PUBLIC INFORMATION -- Are the not-quite-governmental fundraising foundations allied with California State University campuses determined to show why—contrary to their lobbyist's arguments to legislators—their records need to be as open to public review as those of the university itself?

Senator Leland Yee (D-San Francisco/San Mateo) has a bill almost through the legislature that would subject most of these operations' records to the California Public Records Act.  Only __ days ago, his staff reported a conflict of interest scandal in the Sonoma State foudation as Exhibit A for why sunshine is needed.
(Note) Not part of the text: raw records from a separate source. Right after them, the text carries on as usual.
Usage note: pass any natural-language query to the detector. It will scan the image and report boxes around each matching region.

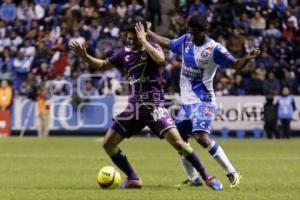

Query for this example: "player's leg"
[194,130,241,188]
[103,129,139,183]
[146,105,223,190]
[163,128,223,190]
[175,120,202,186]
[189,103,240,187]
[103,106,145,188]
Today they announce Exhibit B:

Another scandal has hit the California State University involving an auxiliary organization operating at Fresno State.  The Fresno Bee is
reporting that a Superior Court judge ruled that a CSU trustee had a
conflict of interest when, as the chief executive officer of a
movie-theater company, he cut a deal to build a movie theatre on Fresno
State land.

Less than two weeks ago, the Santa Rosa Press Democrat
unveiled an investigative report about a Sonoma State University
foundation that used donated funds to provide huge personal loans to
cronies of foundation board members, some of which may never be
recovered.

In the case involving Fresno State, the court ruled
that former CSU Trustee Moctesuma Esparza violated a state law that
prohibits government officials, including CSU board members, from
having a financial interest in any contract they approve.

CSU
attempted to argue that the conflict of interest law does not apply
because the deal was made with the CSU Fresno Association, which they
argued was a private entity.  Superior Court Judge Jeffrey Y. Hamilton
Jr. adamantly disagreed.  Ironically, a CSU lobbyist recently testified
before a State Assembly committee that their foundations and auxiliary
organizations adhere to state conflict of interest laws.

The
State Legislature is currently considering a bill (SB 218) that would
ensure that CSU and University of California auxiliary organizations
adhere to the California Public Records Act.

“Unfortunately, the
hypocrisy continues at CSU,” said Senator Leland Yee (D-San
Francisco/San Mateo), the bill’s author and a CSU alumnus.  “On one
hand, the CSU argues in court that auxiliary organizations do not have
to adhere to conflict of interest laws and then in opposing SB 218,
they tell legislators that they do.  If they are willing to lie to the
Legislature and cut these unethical development deals, what other
wrongdoing is happening at these campus foundations?”

According
to the CSU Chancellor’s office, 20 percent of its $6.7 billion budget,
or $1.34 billion, is held in auxiliaries and foundations and out of
public view.

“It is imperative that we pass SB 218 to stop the UC
and CSU from evading the public records act by simply shifting
responsibilities to foundations and other auxiliary organizations,”
said Yee.  “Taxpayers and students deserve to know how their public
universities are run.  SB 218 will ensure that our public higher
education systems operate in the light of day and are held accountable.”